Details
-
Bug
-
Resolution: Fixed
-
Major
-
Lustre 2.3.0, Lustre 2.1.3, Lustre 2.1.6
-
b2_1 g636ddbf
-
3
-
4236
Description
I have a smallish filesystem to which I only allocated a 5GB MDT since the overall dataset was always intended to be very small. This filesystem is simply being used to add and remove files in a loop with something along the lines of:
while true; do cp -a /lib /mnt/lustre/foo rm -rf /mnt/lustre/foo done
It seems in doing this I have filled up my MDT with an "oi.16" file that is now 94% of the space of the MDT:
# stat /mnt/lustre/mdt/oi.16 File: `/mnt/lustre/mdt/oi.16' Size: 4733702144 Blocks: 9254568 IO Block: 4096 regular file Device: fd05h/64773d Inode: 13 Links: 1 Access: (0644/-rw-r--r--) Uid: ( 0/ root) Gid: ( 0/ root) Access: 2012-05-27 11:55:00.175323551 +0000 Modify: 2012-05-27 11:55:00.175323551 +0000 Change: 2012-05-27 11:55:00.175323551 +0000 # df -k /mnt/lustre/mdt/ Filesystem 1K-blocks Used Available Use% Mounted on /dev/mapper/LustreVG-mdt0 5240128 5240128 0 100% /mnt/lustre/mdt # ls -ls /mnt/lustre/mdt/oi.16 4627284 -rw-r--r-- 1 root root 4733702144 May 27 11:55 /mnt/lustre/mdt/oi.16
It seems the OI is leaking and not being reaped when files are removed.
Attachments
Activity
Then current idea for "backup mode" OI scrub will be like as following:
For create: it will insert the OI mapping into the old OI file firstly, if the target ino is in front of OI scrub current postion, then OI scrub can add the mapping to new OI file also, otherwise the OI mapping should be inserted into the new OI file by the creator.

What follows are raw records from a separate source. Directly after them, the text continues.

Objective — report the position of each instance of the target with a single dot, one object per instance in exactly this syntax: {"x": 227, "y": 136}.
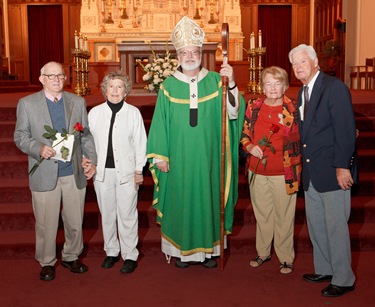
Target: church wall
{"x": 301, "y": 10}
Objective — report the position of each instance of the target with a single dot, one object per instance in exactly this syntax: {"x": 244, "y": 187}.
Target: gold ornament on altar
{"x": 187, "y": 33}
{"x": 158, "y": 70}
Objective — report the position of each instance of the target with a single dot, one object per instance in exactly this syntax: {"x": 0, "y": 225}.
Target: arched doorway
{"x": 45, "y": 27}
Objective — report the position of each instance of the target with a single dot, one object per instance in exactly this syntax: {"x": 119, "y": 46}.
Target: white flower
{"x": 158, "y": 70}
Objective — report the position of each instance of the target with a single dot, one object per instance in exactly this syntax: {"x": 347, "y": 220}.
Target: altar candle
{"x": 252, "y": 41}
{"x": 80, "y": 41}
{"x": 75, "y": 39}
{"x": 85, "y": 46}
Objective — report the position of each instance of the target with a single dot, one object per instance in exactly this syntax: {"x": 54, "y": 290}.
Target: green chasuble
{"x": 187, "y": 198}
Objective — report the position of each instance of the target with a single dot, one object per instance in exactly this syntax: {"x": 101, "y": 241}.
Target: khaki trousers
{"x": 46, "y": 206}
{"x": 274, "y": 212}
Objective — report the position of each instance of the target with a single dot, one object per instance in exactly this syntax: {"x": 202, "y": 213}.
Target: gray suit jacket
{"x": 32, "y": 115}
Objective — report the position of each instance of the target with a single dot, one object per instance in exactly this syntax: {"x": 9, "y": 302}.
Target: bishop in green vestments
{"x": 184, "y": 152}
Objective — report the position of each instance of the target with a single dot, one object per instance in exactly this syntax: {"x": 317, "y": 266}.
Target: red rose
{"x": 78, "y": 127}
{"x": 274, "y": 128}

For unlink: it will delete the OI mapping from the new OI file firstly (if it is there).
For lookup: it will check old OI file only, if there is no relate OI mapping, then return -ENOENT; if found related OI mapping, but fail to load related inode, then return -EIO; if found related OI mapping, but the loaded inode is not the expected one, then return -ENOENT.

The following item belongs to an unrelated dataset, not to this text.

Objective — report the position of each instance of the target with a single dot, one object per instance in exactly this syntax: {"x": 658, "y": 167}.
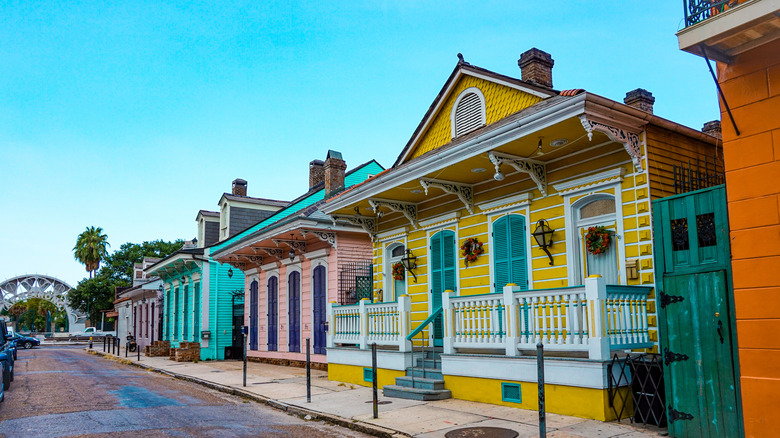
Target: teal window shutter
{"x": 500, "y": 249}
{"x": 509, "y": 252}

When should we do that? Now or LFSCK phase IV?
I see two options in that case. It would be possible to also delete FID entries from backup OI, but this would hurt performance during OI scrub. It would instead be possible to detect this (hopefuly rare) error during lookup, where a FID entry exists in the backup OI, but the inode is deleted or does not have a matching LMA FID, and return ENOENT or ESTALE as it would if no such entry existed in the first place.
Since the FID entry would have been lost anyway during OI rebuild, this by-FID lookup is just a rare race condition that only happens during scrub.
> For unlinked files, there is only a need to delete the FID from the new OI file (if it is there yet). The old FID should no longer be referenced by any files, so there is no harm to leave it in the old OI file I think?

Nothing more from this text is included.